Ahead I notice a group of teenagers sitting on a bench, all munching on something wrapped in grease proof paper. I get closer and I can see it’s some sort of fast food. As I pass them, a small kid catches my eye. He looks indigenous Mexican and is wearing a red LA Raiders cap. “That looks delicious” I say, “What is it?”. “Quesadilla” he replies a little shocked at my strange accent. They all pause munching now and lock eyes on me. “I’m starving” I joke laughing nervously which suddenly seems to break the ice. I turn to my new compadre and ask, “Can you tell me where I can get one of those?”. He stops chewing and with his mouth still full he flicks his head to the right directing me further on. I now see a Mexican food truck with a small line of people parked 20 metres away. I nod understandingly whilst giving him a thumbs up and thank him “Gracias amigo”. Walking away out of the corner of my eye I see him smile, turn to his friends and mutter “Gringos eh” and they all erupt in laughter.


Have a little fun with this easy recipe, you will not be disappointed.


PREP TIME: 5mins

COOKING TIME: 10 mins

SERVINGS: 2-4


INGREDIENTS

  • 500g beef mince

  • 2 cloves garlic, minced

  • 1 small onion, diced

  • 2 tbsp. CREOLE

  • 2 tbsp. tomato paste

  • 1/4 cup pickled jalapeños, roughly chopped

  • 400g can black beans, rinsed and drained

  • 1/4 cup. chopped fresh coriander

  • 4 tsp. canola oil, divided

  • 4 large flour tortillas

  • 200g shredded pizza cheese

  • 1 lime, cut into wedges

  • Sour cream, for serving


METHOD

  1. Place a large nonstick fry pan over medium-high heat and sizzle the beef, adding small clumps at a time then start to break it up with a wooden spoon. Move beef to one side then add garlic and onion cook until softened, about 3 to 4 minutes.

  2. Add CREOLE, tomato paste,1 tbsp water and black beans. Bring to the boil and then simmer on low heat for 5 minutes stirring every now and then.

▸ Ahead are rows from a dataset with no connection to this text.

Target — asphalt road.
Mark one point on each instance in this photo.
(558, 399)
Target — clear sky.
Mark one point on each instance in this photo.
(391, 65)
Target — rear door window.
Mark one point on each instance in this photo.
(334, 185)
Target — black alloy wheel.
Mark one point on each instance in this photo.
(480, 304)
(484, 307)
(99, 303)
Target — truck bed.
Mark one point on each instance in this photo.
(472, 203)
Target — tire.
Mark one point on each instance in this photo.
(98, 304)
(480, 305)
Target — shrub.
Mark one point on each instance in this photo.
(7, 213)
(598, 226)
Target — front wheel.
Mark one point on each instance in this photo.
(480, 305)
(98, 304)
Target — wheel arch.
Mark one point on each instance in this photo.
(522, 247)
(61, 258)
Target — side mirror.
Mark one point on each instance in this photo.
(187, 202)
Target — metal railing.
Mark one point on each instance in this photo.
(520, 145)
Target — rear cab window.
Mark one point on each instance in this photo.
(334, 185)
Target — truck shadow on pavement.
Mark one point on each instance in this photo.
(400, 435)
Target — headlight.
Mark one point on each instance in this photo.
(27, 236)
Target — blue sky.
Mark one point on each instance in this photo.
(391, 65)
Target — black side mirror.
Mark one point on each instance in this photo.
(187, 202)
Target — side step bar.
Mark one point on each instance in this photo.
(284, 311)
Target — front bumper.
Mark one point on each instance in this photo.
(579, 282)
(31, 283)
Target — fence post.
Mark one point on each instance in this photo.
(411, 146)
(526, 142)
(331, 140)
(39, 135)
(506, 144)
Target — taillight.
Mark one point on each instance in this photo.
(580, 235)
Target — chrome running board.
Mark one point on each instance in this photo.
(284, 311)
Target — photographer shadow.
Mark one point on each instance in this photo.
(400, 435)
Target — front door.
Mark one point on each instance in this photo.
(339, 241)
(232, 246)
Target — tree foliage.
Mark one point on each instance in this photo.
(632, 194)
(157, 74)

  3. Warm a large non-stick pan over medium heat with 1 teaspoon oil. Place a flour tortilla in the pan and sprinkle half with cheese, beef mixture, a little jalapeño and more cheese. Fold tortilla over and fry lightly on both sides until cheese is melted.

  4. Repeat with remaining tortillas.

  5. Cut quesadillas into wedges


TO SERVE


Serve with a dollop of sour cream, a sprinkle of coriander and wedges of lime y buen provecho.